Николай внимательно взглянул на бездомного.
– Ты прав…
Он решил идти домой. Тучи все гуще обкладывали город, ветер усиливался.
Бомж ушел, Николай положил бутылку в опустевшую сумку, попрощался с другом:
– Пойду я, Фома. Спи спокойно. Придет время, глядишь, и встретимся, если… будет где встречаться! Прощай!
Он низко поклонился, вышел из ограды, накинув на место цепь, пошел к выходу из кладбища.
Водка понемногу начинала действовать.
Его немного покачивало. Не хватало еще в «мыльник» загреметь, менты сейчас так и пасут выпивших, будто нет у них другой работы. Надо немного прогуляться здесь.
Он еще с полчаса побродил по кладбищу, а потом уже направился к трамвайной остановке.
Подходя к дому, Рыбанов увидел «Опель» Горчака, соседа по подъезду. Моисея Иосифовича знали все жильцы дома, если не района. Он был известным в городе адвокатом, и многие обращались со своими бедами именно к нему. Человек по натуре добрый и отзывчивый, Горчак никому и никогда не отказывал в посильной помощи. За что и пользовался уважением как человек, а также авторитетом как профессионал высокого уровня.
Но сейчас у адвоката, судя по всему, возникли проблемы.
И заключались они в том, что к Горчаку прицепились трое молодых парней из категории уличных бандитов-беспредельщиков.

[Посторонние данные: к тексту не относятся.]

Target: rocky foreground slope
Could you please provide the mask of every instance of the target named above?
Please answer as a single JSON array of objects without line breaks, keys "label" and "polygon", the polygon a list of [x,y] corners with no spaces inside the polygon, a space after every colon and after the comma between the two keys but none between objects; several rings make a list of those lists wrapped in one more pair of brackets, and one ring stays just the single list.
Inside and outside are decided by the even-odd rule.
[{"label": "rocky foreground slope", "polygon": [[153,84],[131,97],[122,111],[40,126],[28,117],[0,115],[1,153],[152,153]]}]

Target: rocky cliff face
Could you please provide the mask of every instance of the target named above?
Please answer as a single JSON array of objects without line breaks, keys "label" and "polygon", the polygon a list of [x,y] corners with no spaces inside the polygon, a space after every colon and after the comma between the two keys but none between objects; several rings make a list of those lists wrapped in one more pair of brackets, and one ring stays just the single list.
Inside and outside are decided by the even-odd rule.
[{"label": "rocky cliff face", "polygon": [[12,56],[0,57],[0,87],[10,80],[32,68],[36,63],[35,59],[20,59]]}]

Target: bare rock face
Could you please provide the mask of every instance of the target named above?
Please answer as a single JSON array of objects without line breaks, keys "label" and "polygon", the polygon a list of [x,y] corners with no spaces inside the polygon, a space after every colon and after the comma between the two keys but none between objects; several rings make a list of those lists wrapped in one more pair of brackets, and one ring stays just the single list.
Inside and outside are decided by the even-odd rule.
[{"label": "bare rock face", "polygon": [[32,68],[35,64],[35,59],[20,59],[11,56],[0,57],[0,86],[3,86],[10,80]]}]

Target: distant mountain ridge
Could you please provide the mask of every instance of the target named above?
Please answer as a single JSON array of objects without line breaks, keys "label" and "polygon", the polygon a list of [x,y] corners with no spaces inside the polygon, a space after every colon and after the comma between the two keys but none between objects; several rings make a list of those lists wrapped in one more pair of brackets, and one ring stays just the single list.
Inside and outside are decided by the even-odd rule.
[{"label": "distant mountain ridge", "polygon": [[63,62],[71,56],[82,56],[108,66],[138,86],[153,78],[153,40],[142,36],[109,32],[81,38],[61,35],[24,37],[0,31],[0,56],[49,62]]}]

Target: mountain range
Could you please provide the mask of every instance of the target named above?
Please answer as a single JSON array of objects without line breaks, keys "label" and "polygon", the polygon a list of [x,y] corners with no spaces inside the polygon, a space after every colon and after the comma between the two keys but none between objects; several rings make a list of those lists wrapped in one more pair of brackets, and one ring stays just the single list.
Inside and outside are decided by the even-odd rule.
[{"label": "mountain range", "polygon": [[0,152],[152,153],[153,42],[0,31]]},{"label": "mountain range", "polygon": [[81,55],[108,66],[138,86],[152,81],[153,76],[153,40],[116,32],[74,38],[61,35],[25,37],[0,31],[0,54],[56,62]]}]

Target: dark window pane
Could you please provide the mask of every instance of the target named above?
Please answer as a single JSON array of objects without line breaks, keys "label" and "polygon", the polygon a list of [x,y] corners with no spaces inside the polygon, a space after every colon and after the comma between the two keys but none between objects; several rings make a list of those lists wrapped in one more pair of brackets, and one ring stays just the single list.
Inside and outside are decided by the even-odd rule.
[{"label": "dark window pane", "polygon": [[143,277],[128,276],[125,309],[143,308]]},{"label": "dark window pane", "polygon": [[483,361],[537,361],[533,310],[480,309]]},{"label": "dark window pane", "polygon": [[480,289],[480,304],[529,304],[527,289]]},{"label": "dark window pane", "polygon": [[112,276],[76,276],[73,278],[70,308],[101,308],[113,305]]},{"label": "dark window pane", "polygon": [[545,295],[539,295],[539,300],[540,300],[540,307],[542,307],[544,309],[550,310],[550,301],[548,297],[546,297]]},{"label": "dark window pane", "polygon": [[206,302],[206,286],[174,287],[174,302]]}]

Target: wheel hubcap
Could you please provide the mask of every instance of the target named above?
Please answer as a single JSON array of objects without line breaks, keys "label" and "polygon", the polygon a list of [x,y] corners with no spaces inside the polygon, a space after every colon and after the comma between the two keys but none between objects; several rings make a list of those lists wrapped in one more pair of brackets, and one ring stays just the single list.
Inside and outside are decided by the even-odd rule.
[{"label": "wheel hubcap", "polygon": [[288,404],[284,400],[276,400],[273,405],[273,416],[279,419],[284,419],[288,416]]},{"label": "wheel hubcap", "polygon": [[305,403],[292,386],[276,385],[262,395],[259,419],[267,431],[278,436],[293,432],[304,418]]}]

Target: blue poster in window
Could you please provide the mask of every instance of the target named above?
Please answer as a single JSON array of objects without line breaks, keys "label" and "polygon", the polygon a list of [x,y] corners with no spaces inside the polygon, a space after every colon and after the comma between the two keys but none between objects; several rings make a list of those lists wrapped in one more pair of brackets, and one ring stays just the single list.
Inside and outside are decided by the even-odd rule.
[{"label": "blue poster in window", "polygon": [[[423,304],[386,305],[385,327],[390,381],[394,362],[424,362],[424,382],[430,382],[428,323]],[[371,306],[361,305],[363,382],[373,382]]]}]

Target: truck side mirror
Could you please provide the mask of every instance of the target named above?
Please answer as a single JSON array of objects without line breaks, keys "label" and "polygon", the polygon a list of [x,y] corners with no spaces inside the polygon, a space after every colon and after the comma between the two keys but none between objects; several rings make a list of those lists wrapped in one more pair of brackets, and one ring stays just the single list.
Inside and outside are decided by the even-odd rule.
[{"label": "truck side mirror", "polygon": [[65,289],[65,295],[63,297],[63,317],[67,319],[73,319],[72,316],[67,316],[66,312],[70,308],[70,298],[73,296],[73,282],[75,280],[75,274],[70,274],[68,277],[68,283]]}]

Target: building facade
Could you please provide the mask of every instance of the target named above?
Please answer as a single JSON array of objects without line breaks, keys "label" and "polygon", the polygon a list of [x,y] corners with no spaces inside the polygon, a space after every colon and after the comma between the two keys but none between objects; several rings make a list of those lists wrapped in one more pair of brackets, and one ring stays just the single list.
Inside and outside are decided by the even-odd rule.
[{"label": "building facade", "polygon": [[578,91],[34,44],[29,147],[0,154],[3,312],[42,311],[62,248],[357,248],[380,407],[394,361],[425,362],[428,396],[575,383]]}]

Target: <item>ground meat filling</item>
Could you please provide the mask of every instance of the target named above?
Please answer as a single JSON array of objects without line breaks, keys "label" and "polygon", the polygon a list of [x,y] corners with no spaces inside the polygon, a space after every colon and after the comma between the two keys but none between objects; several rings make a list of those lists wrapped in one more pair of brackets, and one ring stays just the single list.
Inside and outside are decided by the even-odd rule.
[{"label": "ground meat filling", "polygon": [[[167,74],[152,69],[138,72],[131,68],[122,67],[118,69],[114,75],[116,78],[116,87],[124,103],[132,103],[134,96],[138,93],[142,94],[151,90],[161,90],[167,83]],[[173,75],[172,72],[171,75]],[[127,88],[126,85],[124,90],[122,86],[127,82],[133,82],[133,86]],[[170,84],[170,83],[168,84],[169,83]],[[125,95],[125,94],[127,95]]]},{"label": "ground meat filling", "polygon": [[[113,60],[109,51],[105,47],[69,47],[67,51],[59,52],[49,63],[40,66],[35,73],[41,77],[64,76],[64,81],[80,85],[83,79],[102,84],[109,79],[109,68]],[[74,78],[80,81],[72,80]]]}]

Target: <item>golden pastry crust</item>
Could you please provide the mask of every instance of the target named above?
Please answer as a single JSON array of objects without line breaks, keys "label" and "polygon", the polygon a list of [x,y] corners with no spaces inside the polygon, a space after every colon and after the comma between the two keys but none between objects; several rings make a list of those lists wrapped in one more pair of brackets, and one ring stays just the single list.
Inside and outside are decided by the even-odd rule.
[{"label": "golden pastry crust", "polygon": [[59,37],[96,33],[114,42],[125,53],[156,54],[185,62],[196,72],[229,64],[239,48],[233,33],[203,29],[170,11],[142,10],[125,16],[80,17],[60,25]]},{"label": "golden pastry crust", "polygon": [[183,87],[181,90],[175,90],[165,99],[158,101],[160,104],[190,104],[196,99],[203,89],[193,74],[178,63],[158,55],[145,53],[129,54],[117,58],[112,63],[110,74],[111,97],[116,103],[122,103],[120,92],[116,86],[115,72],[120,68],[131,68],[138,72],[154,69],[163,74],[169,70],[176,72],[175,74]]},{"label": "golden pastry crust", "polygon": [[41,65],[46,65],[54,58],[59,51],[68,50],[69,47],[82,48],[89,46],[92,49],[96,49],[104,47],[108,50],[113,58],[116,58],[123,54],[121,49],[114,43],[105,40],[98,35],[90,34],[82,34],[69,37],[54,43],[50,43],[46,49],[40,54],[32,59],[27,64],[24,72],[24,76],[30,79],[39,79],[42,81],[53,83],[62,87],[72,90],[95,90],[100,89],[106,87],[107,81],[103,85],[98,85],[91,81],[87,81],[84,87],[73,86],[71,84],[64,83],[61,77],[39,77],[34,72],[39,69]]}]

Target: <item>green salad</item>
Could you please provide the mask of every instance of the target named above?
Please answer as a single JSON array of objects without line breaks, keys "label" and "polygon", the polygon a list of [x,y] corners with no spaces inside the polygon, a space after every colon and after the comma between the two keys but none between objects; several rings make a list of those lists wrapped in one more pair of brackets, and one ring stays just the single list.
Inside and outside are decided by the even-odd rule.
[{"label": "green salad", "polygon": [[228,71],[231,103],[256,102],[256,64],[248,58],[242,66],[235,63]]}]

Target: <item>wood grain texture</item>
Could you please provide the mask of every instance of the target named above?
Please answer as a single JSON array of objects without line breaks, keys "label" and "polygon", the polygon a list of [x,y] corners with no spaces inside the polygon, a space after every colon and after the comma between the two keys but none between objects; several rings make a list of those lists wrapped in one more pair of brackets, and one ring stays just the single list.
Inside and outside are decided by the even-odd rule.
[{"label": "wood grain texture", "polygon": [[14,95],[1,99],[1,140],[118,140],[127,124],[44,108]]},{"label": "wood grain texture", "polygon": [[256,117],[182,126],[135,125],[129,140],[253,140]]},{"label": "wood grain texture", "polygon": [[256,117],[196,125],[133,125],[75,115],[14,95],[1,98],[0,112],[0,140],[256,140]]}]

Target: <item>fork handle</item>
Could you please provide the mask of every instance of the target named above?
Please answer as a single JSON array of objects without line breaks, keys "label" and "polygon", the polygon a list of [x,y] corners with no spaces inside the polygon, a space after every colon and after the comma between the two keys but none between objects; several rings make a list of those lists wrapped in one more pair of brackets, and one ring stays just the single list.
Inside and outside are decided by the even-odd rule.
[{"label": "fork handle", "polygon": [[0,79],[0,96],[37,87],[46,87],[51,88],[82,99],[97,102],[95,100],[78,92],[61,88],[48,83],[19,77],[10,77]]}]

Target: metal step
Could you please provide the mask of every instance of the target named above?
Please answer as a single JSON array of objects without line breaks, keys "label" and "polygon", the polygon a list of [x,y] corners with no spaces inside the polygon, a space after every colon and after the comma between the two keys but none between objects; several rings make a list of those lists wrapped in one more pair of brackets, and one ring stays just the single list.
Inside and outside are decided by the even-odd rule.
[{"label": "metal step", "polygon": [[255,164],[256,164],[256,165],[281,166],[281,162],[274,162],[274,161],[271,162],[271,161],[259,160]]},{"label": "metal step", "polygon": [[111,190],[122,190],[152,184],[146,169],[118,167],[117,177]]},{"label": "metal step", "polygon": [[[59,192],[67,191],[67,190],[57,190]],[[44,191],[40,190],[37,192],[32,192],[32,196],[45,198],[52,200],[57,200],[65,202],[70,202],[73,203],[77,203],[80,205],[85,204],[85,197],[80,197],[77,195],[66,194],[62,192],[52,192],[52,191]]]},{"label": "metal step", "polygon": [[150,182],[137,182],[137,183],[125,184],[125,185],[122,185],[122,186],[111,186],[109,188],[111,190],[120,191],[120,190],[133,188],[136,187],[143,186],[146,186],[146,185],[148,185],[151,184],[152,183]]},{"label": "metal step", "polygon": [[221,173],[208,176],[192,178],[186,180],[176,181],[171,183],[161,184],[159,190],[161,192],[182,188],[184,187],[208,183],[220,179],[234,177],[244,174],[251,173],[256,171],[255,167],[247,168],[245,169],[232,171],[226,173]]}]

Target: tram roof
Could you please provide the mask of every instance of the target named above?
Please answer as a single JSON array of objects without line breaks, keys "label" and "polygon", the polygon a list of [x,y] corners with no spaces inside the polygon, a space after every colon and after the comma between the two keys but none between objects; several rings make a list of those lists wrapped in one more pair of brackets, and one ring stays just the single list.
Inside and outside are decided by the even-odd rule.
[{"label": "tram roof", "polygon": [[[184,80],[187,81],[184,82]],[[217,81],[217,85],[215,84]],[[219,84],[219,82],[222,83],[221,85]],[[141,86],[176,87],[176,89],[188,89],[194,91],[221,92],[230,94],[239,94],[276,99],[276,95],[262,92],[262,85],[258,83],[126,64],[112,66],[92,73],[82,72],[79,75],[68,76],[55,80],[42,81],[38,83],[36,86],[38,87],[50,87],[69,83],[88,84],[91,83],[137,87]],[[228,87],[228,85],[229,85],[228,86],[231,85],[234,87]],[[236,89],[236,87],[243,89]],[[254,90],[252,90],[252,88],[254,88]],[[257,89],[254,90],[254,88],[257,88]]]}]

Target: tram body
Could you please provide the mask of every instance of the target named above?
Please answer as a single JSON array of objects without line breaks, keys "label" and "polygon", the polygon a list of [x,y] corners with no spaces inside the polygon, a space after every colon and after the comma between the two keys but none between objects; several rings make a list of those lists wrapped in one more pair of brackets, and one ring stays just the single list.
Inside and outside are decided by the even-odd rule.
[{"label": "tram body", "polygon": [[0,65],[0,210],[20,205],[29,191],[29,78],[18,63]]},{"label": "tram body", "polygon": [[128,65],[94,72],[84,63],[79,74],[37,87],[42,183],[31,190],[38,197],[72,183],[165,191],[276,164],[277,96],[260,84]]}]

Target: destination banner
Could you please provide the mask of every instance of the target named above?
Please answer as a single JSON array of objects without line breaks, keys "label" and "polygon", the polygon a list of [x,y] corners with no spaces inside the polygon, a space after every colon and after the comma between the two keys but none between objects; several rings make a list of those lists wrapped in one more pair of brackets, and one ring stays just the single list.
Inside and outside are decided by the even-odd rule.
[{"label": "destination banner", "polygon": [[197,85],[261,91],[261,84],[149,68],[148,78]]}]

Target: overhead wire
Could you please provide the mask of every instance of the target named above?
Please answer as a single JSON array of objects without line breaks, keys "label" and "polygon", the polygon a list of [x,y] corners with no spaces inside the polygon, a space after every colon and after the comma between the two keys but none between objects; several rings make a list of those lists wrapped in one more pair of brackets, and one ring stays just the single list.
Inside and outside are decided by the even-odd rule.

Уже издали Николай услышал:
– Тебе, жидовская твоя морда, кто тут тачку поставить разрешил, а? Это наша территория, и мы решаем, кому, где и что ставить! Разворовали, суки, страну, на какие «бобы» ты иномарку новую взял?
Один из парней несколько раз ударил по крылу машины.
Второй, ростом повыше, но с такой же неотличимой мордой, подначивал подельника:
– Да чего ты там, в натуре, выстави его на бабки – и весь базар, чего канитель с этим жидом разводить? Пятьсот баксов штрафа!
Третий из отморозков угрожающе приблизился к Горчаку.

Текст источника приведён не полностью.